Pour la première fois, j'essaie d'écrire
dans un lieu public avec de la musique
de merde ou du moins immangeable
pour moi, des gens qui bougent sans souci
de me déconcentrer, un écran grand
où l'on ne fait que jouer au tennis
et ma petite table aux coins arrondis
où manque le manuscrit que j'ai oublié
à la maison en me précipitant, esquivant
ma belle-mère et ma femme enceinte,
la femme de ménage et mon chien,
l'attrait de la téléralité (on est mardi,
nouvel épisode de Below Deck: Mediterranean)
et des tâches administratives qui s'accumulent,
comme de déclarer à l'URSSAF un chiffre d'affaires
nul pour le trimestre dernier, mais à déclarer
malgré tout, car se taire ne veut pas dire zéro.
Se taire veut dire : je ne joue pas avec vous
et dans ce cas, la règle est claire : interdit de jouer.

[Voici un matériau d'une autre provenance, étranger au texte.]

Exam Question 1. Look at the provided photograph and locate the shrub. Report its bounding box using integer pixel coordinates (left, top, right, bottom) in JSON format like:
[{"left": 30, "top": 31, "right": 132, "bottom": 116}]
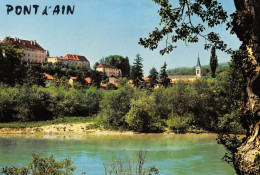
[
  {"left": 0, "top": 154, "right": 76, "bottom": 175},
  {"left": 100, "top": 86, "right": 133, "bottom": 129},
  {"left": 126, "top": 96, "right": 162, "bottom": 132},
  {"left": 167, "top": 113, "right": 192, "bottom": 133}
]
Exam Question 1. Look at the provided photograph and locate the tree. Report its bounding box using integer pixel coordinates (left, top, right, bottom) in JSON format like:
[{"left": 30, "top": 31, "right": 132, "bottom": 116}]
[
  {"left": 0, "top": 43, "right": 25, "bottom": 86},
  {"left": 139, "top": 0, "right": 260, "bottom": 174},
  {"left": 160, "top": 62, "right": 171, "bottom": 87},
  {"left": 25, "top": 64, "right": 46, "bottom": 86},
  {"left": 131, "top": 54, "right": 143, "bottom": 87},
  {"left": 148, "top": 67, "right": 159, "bottom": 88},
  {"left": 209, "top": 47, "right": 218, "bottom": 78},
  {"left": 90, "top": 70, "right": 102, "bottom": 87}
]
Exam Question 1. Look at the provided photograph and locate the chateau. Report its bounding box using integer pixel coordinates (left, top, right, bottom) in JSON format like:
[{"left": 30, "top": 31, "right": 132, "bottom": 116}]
[
  {"left": 2, "top": 37, "right": 47, "bottom": 63},
  {"left": 47, "top": 54, "right": 90, "bottom": 70},
  {"left": 96, "top": 64, "right": 122, "bottom": 78}
]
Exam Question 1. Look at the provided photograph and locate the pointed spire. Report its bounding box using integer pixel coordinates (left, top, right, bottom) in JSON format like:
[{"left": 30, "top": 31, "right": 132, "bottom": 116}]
[{"left": 197, "top": 53, "right": 201, "bottom": 67}]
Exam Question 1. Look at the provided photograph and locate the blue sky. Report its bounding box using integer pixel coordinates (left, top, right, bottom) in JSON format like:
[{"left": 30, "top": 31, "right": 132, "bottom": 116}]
[{"left": 0, "top": 0, "right": 240, "bottom": 76}]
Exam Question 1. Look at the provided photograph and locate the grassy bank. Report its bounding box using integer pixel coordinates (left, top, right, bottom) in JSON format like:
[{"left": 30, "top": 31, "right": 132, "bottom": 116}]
[{"left": 0, "top": 117, "right": 98, "bottom": 129}]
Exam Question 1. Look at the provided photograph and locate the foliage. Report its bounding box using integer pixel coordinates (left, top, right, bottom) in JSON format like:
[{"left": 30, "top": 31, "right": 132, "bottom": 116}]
[
  {"left": 167, "top": 62, "right": 229, "bottom": 77},
  {"left": 0, "top": 43, "right": 25, "bottom": 86},
  {"left": 217, "top": 133, "right": 242, "bottom": 164},
  {"left": 106, "top": 83, "right": 117, "bottom": 90},
  {"left": 0, "top": 85, "right": 103, "bottom": 122},
  {"left": 131, "top": 54, "right": 143, "bottom": 87},
  {"left": 1, "top": 154, "right": 76, "bottom": 175},
  {"left": 126, "top": 96, "right": 162, "bottom": 132},
  {"left": 0, "top": 117, "right": 99, "bottom": 129},
  {"left": 24, "top": 64, "right": 46, "bottom": 86},
  {"left": 167, "top": 113, "right": 192, "bottom": 133},
  {"left": 42, "top": 63, "right": 91, "bottom": 78},
  {"left": 139, "top": 0, "right": 228, "bottom": 55},
  {"left": 210, "top": 47, "right": 218, "bottom": 78},
  {"left": 100, "top": 86, "right": 133, "bottom": 129},
  {"left": 90, "top": 70, "right": 102, "bottom": 87},
  {"left": 160, "top": 62, "right": 171, "bottom": 87},
  {"left": 148, "top": 67, "right": 159, "bottom": 88},
  {"left": 118, "top": 78, "right": 128, "bottom": 87}
]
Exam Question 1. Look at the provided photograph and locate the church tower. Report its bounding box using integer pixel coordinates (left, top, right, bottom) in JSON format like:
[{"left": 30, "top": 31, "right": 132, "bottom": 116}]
[{"left": 196, "top": 54, "right": 201, "bottom": 78}]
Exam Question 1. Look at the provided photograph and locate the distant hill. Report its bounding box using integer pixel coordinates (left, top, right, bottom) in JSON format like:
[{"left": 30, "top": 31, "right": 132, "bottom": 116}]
[{"left": 167, "top": 62, "right": 229, "bottom": 76}]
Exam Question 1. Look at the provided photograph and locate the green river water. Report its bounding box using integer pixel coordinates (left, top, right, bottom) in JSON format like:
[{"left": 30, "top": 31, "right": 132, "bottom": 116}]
[{"left": 0, "top": 134, "right": 236, "bottom": 175}]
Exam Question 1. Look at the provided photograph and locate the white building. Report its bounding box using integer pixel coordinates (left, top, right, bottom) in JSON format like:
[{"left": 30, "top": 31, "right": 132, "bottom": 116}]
[
  {"left": 47, "top": 54, "right": 90, "bottom": 70},
  {"left": 2, "top": 37, "right": 47, "bottom": 63},
  {"left": 96, "top": 64, "right": 122, "bottom": 78}
]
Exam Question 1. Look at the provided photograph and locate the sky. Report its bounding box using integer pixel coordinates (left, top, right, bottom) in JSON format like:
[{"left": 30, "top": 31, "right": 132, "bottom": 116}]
[{"left": 0, "top": 0, "right": 240, "bottom": 76}]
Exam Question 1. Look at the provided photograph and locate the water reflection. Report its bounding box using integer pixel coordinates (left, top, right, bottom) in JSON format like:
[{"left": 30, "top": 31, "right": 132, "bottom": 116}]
[{"left": 0, "top": 134, "right": 235, "bottom": 175}]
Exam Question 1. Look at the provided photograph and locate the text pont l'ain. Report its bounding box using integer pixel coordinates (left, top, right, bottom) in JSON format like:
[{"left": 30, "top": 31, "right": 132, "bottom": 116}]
[{"left": 6, "top": 4, "right": 75, "bottom": 15}]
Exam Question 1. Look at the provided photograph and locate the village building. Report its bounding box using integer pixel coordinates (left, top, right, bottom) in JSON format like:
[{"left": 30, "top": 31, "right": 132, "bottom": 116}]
[
  {"left": 47, "top": 57, "right": 62, "bottom": 64},
  {"left": 2, "top": 37, "right": 47, "bottom": 63},
  {"left": 69, "top": 77, "right": 92, "bottom": 86},
  {"left": 168, "top": 57, "right": 201, "bottom": 84},
  {"left": 47, "top": 54, "right": 90, "bottom": 70},
  {"left": 96, "top": 64, "right": 122, "bottom": 78}
]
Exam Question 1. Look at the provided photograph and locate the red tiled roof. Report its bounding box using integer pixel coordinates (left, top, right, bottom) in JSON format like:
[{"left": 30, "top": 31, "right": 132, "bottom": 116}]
[
  {"left": 44, "top": 73, "right": 54, "bottom": 80},
  {"left": 85, "top": 77, "right": 92, "bottom": 84},
  {"left": 63, "top": 54, "right": 88, "bottom": 61},
  {"left": 2, "top": 37, "right": 45, "bottom": 51},
  {"left": 97, "top": 64, "right": 118, "bottom": 69}
]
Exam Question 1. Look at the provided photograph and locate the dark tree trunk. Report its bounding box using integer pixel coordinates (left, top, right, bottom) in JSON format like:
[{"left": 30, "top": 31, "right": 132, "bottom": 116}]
[{"left": 233, "top": 0, "right": 260, "bottom": 174}]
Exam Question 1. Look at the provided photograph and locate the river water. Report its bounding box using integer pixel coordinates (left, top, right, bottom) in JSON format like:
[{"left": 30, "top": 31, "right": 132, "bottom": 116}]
[{"left": 0, "top": 134, "right": 236, "bottom": 175}]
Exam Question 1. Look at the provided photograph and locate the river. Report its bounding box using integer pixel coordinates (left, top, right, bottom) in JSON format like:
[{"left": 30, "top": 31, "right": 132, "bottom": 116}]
[{"left": 0, "top": 134, "right": 236, "bottom": 175}]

Bel exemple de rituel vide mais nécessaire
à l'affirmation de l'existence d'un groupe
imaginaire ou du moins ayant besoin
d'être imaginé par ceux qui en sont ainsi membres,
car c'est le seul moyen pour que des écrits
soient efficaces dans la réalité, applicable
leur contenu à des individus : qu'ils y croient.
Les institutions ne sont que des écrits
aussi volages que les paroles, à moins
soit que des gens acceptent d'imaginer ensemble
que ce qu'ils disent est vrai, réel et prédictif,
soit que la violence physique intervienne
pour forcer l'assentiment des réticents,
sinon leur sincérité leur subordination
à l'autorité de l'écrit garantie par l'épée
(il suffit de voir la déco extérieure
du palais de justice de Paris):
l'imagination est plus simple et moins coûteuse
et nécessaire quand on veut voir en grand.